Что это там произошло? Чему я стал свидетелем? Рождению мифа? Или прозрению болвана?.. Но о чем они говорили? По какому праву он так неумолимо, жестоко... А почему она... В мыслях был хаос. «Вставай — война... вставай — война... вставай — война...» Я бежал, как будто убегал, как будто преследовали, без дороги, напрямик, мимо чего-то...» «Война... война...». Одно лишь было явственным: мелькавшее, горбившееся, поднимавшееся и опускавшееся впереди между деревьями море...
Потом я искал Риту, выдохся, изодрался, излазил весь берег, но напрасно... Потом вернулся и увидел на веранде Анну и его за чайным столом. Он был спокоен; на нем был халат Антона Романовича, а рядом на веревке сушилась льняная рубаха. Я увидел и Ольгу Андреевну, мирно сидящую на корточках в огороде и полющую лук. И я почувствовал себя таким чужим, каким не чувствовал даже в первые часы после вселения сюда. И голос Анны показался чужим:
— Вы случайно не встретили Риту?
— Нет, — ответил я, и она, наверно, уловив мое смятение, поспешно и с виноватой улыбкой стала говорить, что ей очень нужна Рита, что надо бы сходить в аптеку, а заодно зачем-то к кому-то из соседей.
— Я могу сходить в аптеку, — сказал я, стараясь не глядеть на Николая Петровича.
— Нет-нет! — замахала она руками. — У меня к Рите и другое, свое, да и вообще не беспокойтесь, Саша. Все в порядке. — И тут же спохватилась: — Ой, да вы же не завтракали сегодня! Вот голова так голова... Поднимайтесь сюда, я сейчас все сделаю, одну минуточку, — суетливо щебетала она.
— Я не хочу есть, — выдавил я. — Спасибо.
— Ну, что вы! — самоуправно возразила она и уплыла на кухню, придерживая разлетавшуюся парусом юбку.
Он пил чай неторопливо, сосредоточенно, легкими глотками, и, казалось, был всецело поглощен только этим; безмятежно и беспечно поблескивали глаза. А я стоял внизу, не в силах сдвинуться с места, и смотрел — в какие-то мгновения чудилось, что я вижу его впервые.

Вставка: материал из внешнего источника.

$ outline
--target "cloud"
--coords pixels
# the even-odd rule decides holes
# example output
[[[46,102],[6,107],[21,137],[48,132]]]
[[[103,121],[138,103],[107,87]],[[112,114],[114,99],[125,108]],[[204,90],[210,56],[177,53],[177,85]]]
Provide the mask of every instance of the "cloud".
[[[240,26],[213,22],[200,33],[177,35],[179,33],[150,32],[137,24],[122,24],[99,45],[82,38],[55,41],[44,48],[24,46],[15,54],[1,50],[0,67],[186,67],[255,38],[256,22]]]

Нет, в идиллию я больше не верил: надо всем витало тяжело и неумолимо — «вставай — война».
— Садитесь пить чай, — по-хозяйски проговорил он наконец. — Вас же пригласили.

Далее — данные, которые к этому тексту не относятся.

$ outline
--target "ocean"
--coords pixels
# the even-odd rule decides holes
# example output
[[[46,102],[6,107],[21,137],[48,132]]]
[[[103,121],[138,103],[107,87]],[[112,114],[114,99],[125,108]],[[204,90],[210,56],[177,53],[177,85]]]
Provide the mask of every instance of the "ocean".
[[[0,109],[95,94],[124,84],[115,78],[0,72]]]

— Это жестоко, — обжигаясь словами, произнес я. — Поразительно жестоко...
— Что ж, — сказал он непроницаемо, — необходимое иногда жестоко, совершенно верно замечено.
— «Необходимое»... Как можно так... единолично судить о том, что необходимо, а что нет?
— Можно... И единолично. И не единолично. Когда как.
— А из дому зачем всех выгонять? К чему тут тайна?
— Искусство — всегда тайна. И срабатывает только в умелых руках. Колдуны всегда так поступают, Александр Михайлович.
Мне казалось, что он уже открыто издевается надо мной; шевельнулась, но тут же заглохла обида; что она теперь стоила по сравнению со всем, к чему прикоснулась моя душа?..
— Если бы они знали, они не допустили бы...
— Может быть.
— Не для того существует прошлое.
— Может быть.
— Жизнь не должна поддерживаться страхом.
— Долг ее поддерживает, а не страх! — вдруг с приглушенной яростью произнес он. — «Жизнь, жизнь»... Любите вы повторять это словечко... Сплошной намек ваша «жизнь». Да, намек. На что-то другое, понимаете!? Которое где-то там — то ли впереди, то ли сзади, а скорее всего рядом движется. И играет, и дразнится, и вроде бы достижимо — вот оно! А все не попасть в нужную канавку. Как, знаете, бывает, винт не завернуть: все выступ на выступ попадает: с самого начала резьба испорчена... Ваш чай остынет совсем.
В первый раз я видел его взволнованным. Это охладило.
— Ладно, — сказал я. — Что там теперь, если такой метод...
— Запомните: когда человеку надо что-то делать, то надежда есть. А Ольге Андреевне всегда было надо. В ее подол так целительно всегда можно было выплакаться. И всегда было кому.
— Ладно, — еще раз повторил я и отошел...
Вечером за чаем, когда малыши уже спали, я сказал женщинам, что уезжаю. Было достаточно сумрачно, и я не видел их лиц; никто не проронил ни звука, Подождав некоторое время, я подумал, что надо как-то объяснить свое решение. И заговорил, уже не останавливаясь.